Categorized | Suffolk Close-up

A Caring Hand

Posted on 30 August 2013

A couple of weeks ago, a celebration was held at the East Hampton home of Lenny and Julie Ackerman honoring the staff at Stony Brook University Hospital Heart Institute for the care they gave when Ms. Ackerman suffered a heart attack and stroke last year.

At the event were 200 people including the doctors and other staff members of the Heart Institute who cared for Ms. Ackerman; other doctors and medical personnel from the hospital; the president of Stony Brook University, himself a physician; area doctors with links to the hospital; and just plain folks from the East End.

Mr. Ackerman, an attorney, said he wanted to “introduce the leadership of Stony Brook Medicine to our community.” He declared, “Stony Brook was there for us and everyone who needs them…I was delightfully surprised to find this level of care so close to home.”

The Ackermans are not alone in being impressed by the extraordinary care they received at Stony Brook University Hospital. It’s been the experience of my family, too, and through the years I’ve heard glowing reviews about the hospital from many people.

And that has much to do with the man who founded the hospital and created the remarkably caring culture there­which continues. Dr. Edmund Pellegrino passed away two months ago after great successes not only at Stony Brook but at Catholic University of America, where he later became president, at Yale’s Medical Center and at Georgetown University, where he was a professor for three decades. He taught up to his death a week before his 93rd birthday.

At Georgetown, too, Dr. Pellegrino established and directed the Center for the Advanced Study of Ethics. He was considered a founder of the field of bioethics which has been defined as the study of ethical questions arising in the relationship between medicine, life sciences, biotechnology, law, politics and philosophy. Nationally, he chaired the President’s Council on Bioethics and, internationally served on UNESCO’s International Bioethics Committee.

Dr. Pellegrino’s story is about what taking care of sick people and teaching medicine should involve, and about a highly spiritual individual — as the National Catholic Reporter noted in its obituary for him, he went to mass daily and saw his Catholic faith as the most “important unifying element in my whole life” — and also about prejudice.
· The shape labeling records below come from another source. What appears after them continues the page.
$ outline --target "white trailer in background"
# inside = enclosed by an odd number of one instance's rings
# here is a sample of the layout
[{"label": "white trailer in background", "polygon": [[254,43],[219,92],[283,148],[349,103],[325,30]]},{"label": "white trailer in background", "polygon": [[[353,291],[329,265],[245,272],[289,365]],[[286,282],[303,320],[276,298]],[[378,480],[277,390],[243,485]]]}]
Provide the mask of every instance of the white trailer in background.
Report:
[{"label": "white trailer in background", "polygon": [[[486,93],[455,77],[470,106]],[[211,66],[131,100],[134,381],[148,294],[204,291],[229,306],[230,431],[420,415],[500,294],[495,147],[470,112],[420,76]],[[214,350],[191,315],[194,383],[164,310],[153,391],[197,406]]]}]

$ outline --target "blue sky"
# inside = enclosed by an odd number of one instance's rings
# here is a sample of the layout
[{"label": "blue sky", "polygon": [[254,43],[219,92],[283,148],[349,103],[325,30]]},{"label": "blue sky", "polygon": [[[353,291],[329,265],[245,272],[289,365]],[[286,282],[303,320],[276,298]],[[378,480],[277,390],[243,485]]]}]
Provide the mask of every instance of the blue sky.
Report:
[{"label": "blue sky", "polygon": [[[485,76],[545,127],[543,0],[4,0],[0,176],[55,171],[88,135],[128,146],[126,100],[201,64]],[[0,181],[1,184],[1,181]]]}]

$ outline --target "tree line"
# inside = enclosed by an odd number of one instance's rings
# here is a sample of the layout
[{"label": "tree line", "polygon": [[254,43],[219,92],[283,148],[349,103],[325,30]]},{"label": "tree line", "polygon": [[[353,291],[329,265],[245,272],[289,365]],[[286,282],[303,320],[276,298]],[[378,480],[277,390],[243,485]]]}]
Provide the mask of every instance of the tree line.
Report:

I got to know Dr. Pellegrino after he was hired in 1966 to be vice president and establish what was to be Stony Brook University Health Sciences Center — a complex to include a hospital, dentistry school, nursing school, school of social welfare and a medical school, of which he would be dean.

The top administrators of Stony Brook, its president and executive vice president, were physicists and not familiar with medical care or education, but New York State wanted the university to have these components. And what a person was selected for this job.
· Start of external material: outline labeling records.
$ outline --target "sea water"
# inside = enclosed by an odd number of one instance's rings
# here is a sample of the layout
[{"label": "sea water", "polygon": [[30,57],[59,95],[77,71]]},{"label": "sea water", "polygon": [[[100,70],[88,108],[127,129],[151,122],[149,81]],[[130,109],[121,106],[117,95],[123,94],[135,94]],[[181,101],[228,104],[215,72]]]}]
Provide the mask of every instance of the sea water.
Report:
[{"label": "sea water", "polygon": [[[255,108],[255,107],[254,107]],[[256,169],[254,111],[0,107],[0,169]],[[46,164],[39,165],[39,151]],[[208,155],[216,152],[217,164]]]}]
I still vividly remember Dr. Pellegrino recounting, as I wrote as a reporter for the Long Island Press about his plans, how he was refused admission to medical schools despite having excellent grades at St. John’s University. The son of Italian immigrants, he spoke of a letter he received from one Ivy League school complimenting him on his grades but saying he would be “happier” with his “own kind.” Italian-Americans, he was told by his academic advisor, were not welcome at major medical schools and suggested he change his last name. He refused.

His father, who was in the wholesale grocery business, serviced a restaurant near NYU at which the dean of NYU Medical School was a regular customer. Its owner introduced him to the dean, young Pellegrino applied to the school and was accepted.
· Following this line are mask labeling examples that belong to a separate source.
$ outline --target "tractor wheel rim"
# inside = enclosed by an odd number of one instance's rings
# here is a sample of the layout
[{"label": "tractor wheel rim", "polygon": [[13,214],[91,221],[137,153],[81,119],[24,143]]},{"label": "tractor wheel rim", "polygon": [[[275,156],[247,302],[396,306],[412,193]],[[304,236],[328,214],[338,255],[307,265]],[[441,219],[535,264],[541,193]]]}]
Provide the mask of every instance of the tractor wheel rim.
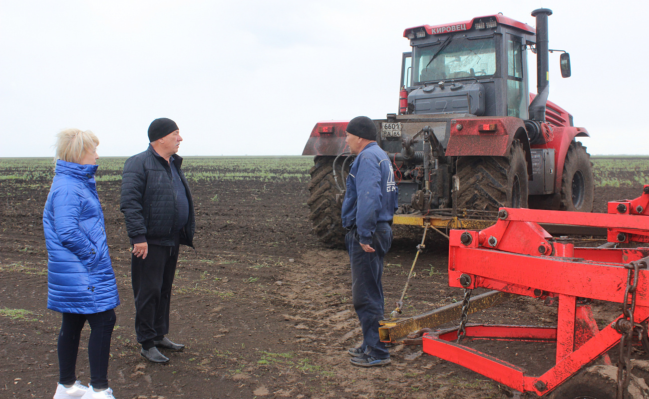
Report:
[{"label": "tractor wheel rim", "polygon": [[586,191],[585,178],[582,171],[577,171],[572,176],[572,205],[580,209],[583,205],[583,197]]}]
Dr. Pellegrino’s dream of what the Stony Brook Health Sciences Center — its hospital and educational components — centered on it integrating medical sciences with the humanities and social sciences. Moreover, the hospital was to be patient-centered, personal, nurturing and caring. He maintained that medicine is a moral enterprise with a doctor having a “covenant” with his or her patient. Well before the rise of “managed care” and its bean counters, Dr. Pellegrino was dissatisfied with the direction medicine was taking, turning health care, he told me, into a commodity, a business. Stony Brook, he said, would be different.

Dr. Pellegrino, the author or co-author of 23 books, left a legacy there. Stony Brook in a statement last month about Dr. Pellegrino’s death described him as a “visionary.” And his vision lives on — to the great benefit of Long Islanders and other people.